2011年10月23日日曜日

キャビアはお好き?

先日、ランプフィッシュの卵を食べ、後味(だけではない)が悪かったので、今夜は正しくチョウザメのものを頂いた。現在のカスピ海では過去の乱獲により実質的にチョウザメの禁漁らしく、昔の私の様に一度にベルーガ、セブルーガ、オシェートラを食べ比べる訳には行かない。現在、主に手に入るのはアメリカ産のバトルフィッシュ(チョウザメの一種で三越ではセブルーガとほぼ同一との説明があった)、または養殖のチョウザメなのだ。今回はアメリカ産を試す。食卓には他に、シャンパーニュの代わりにパーカーポイント高得点のメキシコ産のスパークリングワイン、そして、キャビアに合うとされるフレッシュなチーズ「ブリア・サヴァラン」を初め、ロジュレ(白カビチーズ)、ピエダングロア(ライトなウォッシュ)。これに、ソーセージとサラダ。メゾンカイザーとドミニクサブロンのパンが並ぶ。
さて、アメリカ産のキャビアは、小粒ではあるがわずかに緑がかった薄いグレーの中に黒い点々が見える姿も、舌触りも、独特な香りも確かにキャビアであった。キャビアに合うとされるものはさまざまにあり、ブリア・サヴァランの他に、ブリニ、スモークドサーモン、ゆで卵など、色々言われるが、要は、紙の外箱に比べて過小でさらに上げ底極まりないガラスの容器からもその貴重性は明らかなのであるが、いかにその量を増やして大勢の客に食べさせるかということなのではないだろうか。私は、何に合わせてもその真価が分かりにくくなるばかりだと思う。私の考える一番の食べ方は、勇気を出してえいやとスプーンですくって一口に頬張り、卵の粒の決してプチプチとはじけず何ともだらしのない印象を伴いながらつぶれてゆく感触、そして、グニュグニュべたべたと舌にまとわりつく愉快でない感触を味わい、その感触そのままにキレの無い味と生臭い魚の油の匂いに集中するというものである。ここまで読んでいただいてすでにお気づきであろう。そう、私はちっともキャビアなんて好きではないのだ。・・・と言いつつ、私が無理に食べさせようとしたのが原因で「キャビアなんて不味いから要らない!」と言って小学1年生の息子が暴れテーブルに散乱したキャビアを一粒残らず拾って食べてしまうのが私なのだ。だって、高かったんだからさあ。布巾でサッサッてわけにはねえ。ですよねえ。

オフィスプロモ株式会社 代表取締役 古荘洋光

2011年10月13日木曜日

ワインの深淵

自分の誕生日にはフォアグラとソーテルヌと決めていたので今夜はその通りにした。他にエビグラタン、ランプフィッシュの卵、サラダ、バゲット、チーズ、タルトタタン、アールグレイ、それに嬉しいバースデイソング。成城石井で買ってきたフランス産ガチョウのフォアグラは今ひとつ満足感に浸れない代物で、これなら、自分でフレッシュのフォアグラブロックから作った方がずっと美味い。クリスマスにはまた作ろうと思う。

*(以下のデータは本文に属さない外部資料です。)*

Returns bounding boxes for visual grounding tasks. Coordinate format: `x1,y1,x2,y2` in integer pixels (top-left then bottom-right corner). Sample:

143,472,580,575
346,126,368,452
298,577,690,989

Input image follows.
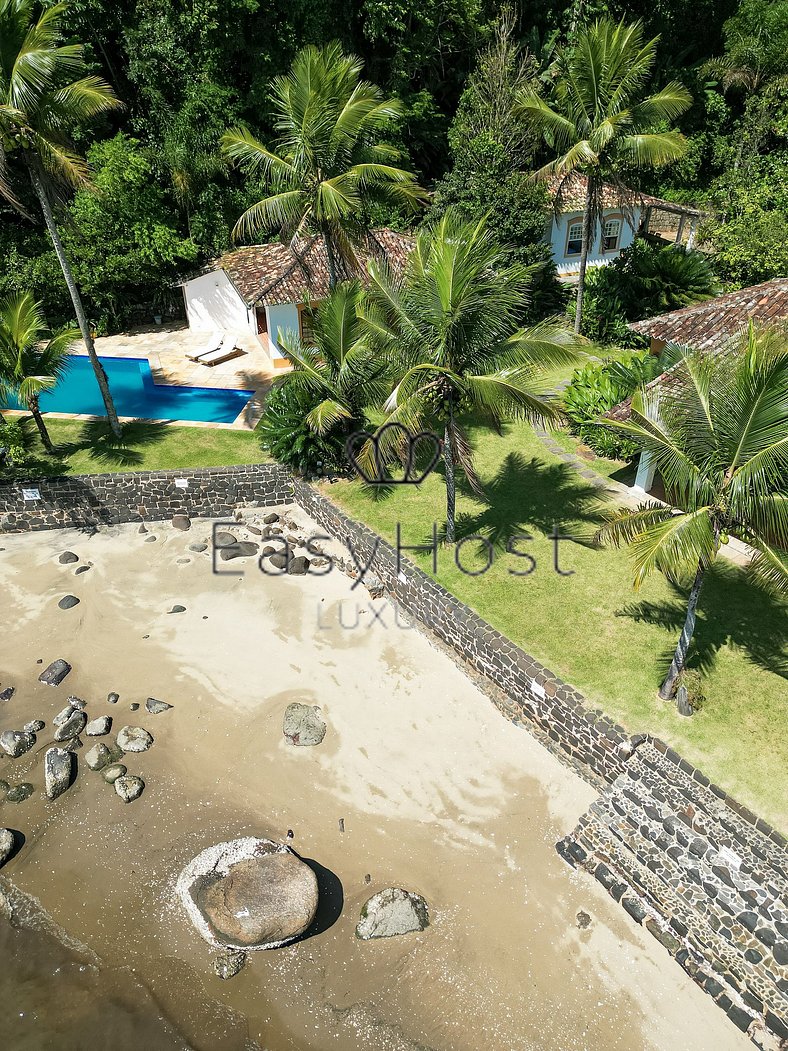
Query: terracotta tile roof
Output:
629,277,788,352
202,229,413,307
546,171,701,215
602,277,788,420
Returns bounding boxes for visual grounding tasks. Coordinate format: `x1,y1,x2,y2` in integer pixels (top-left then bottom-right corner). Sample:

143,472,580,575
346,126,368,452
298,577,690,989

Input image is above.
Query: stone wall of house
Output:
0,465,788,1049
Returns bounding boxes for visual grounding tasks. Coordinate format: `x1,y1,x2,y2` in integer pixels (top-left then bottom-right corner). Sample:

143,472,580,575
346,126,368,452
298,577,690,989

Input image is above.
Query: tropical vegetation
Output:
520,18,692,332
598,325,788,698
0,292,77,453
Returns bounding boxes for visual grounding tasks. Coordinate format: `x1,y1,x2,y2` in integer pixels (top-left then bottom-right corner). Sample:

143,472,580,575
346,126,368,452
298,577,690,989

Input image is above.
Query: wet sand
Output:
0,516,749,1051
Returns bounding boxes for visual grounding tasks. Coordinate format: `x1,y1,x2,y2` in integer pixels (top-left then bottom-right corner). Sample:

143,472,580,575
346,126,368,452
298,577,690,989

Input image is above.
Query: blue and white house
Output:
545,172,702,281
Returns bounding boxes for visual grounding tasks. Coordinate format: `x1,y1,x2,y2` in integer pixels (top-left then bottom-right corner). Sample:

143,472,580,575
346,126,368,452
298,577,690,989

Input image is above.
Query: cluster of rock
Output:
0,655,172,819
177,837,430,978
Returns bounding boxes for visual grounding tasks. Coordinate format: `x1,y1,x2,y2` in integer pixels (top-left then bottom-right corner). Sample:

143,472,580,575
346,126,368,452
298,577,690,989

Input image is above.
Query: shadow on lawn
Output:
55,419,169,468
616,564,788,679
449,453,605,548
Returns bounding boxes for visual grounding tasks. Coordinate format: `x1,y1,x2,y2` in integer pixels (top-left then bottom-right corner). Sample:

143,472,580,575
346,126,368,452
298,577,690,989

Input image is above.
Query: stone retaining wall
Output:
0,463,788,1049
0,463,293,533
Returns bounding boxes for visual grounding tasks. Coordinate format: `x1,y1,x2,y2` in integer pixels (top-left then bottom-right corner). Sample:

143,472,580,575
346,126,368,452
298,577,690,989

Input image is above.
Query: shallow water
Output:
0,517,748,1051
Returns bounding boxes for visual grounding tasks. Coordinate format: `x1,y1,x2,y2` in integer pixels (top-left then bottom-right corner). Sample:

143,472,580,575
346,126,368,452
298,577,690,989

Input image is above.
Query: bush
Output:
257,377,355,475
583,236,719,346
563,351,660,459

ところで、美味と美酒の組み合わせは色々言われるが今日の組み合わせは本来なら良いものであろう。有名な生ガキとシャブリ、キャビアとシャンパーニュという組み合わせは、単に高級な物同士の組み合わせでしかないし、むしろお互いを不味くしてしまう。この「食事に何を合わせるか」という話だが、一流ソムリエとされる田崎氏の持論に私は猛烈に反論したい。彼は、食材に含まれるエッセンスと同じ要素を持ったワインを合わせるのだ。例えば、カエルに石灰の様な香りがあるから、合わせるワインは石油香のあるリースリング、というのだ。これは、一見理論的に聞こえるし、説得力がある。しかし、これは客に薦めた高いワインに反論されないための彼なりの理論武装だと思う。私の意見は全く違う。「マリアージュ」というのは、全く別の種類のものが合わさって初めて生まれるものというのが私の考えだ。人間同士の「結婚」もそうかもしれない。それでは、濃厚なガナッシュのデセールに合う飲み物は何か。田崎氏の理論からすれば濃くて甘いココアということになろう。さて、それはいかがなものか。では、私の正解は何か。砂糖抜きのエスプレッソだ。もっと簡単に言おう。餡団子にお汁粉を合わせるか?緑茶でしょ?「全く違う者同士が出合いお互いを高めあうこと」。それが私の考える「マリアージュ」だ。そうでなければ、神は何故違う人間をこんなにも創造したのか。(私は無神論者なのだが。)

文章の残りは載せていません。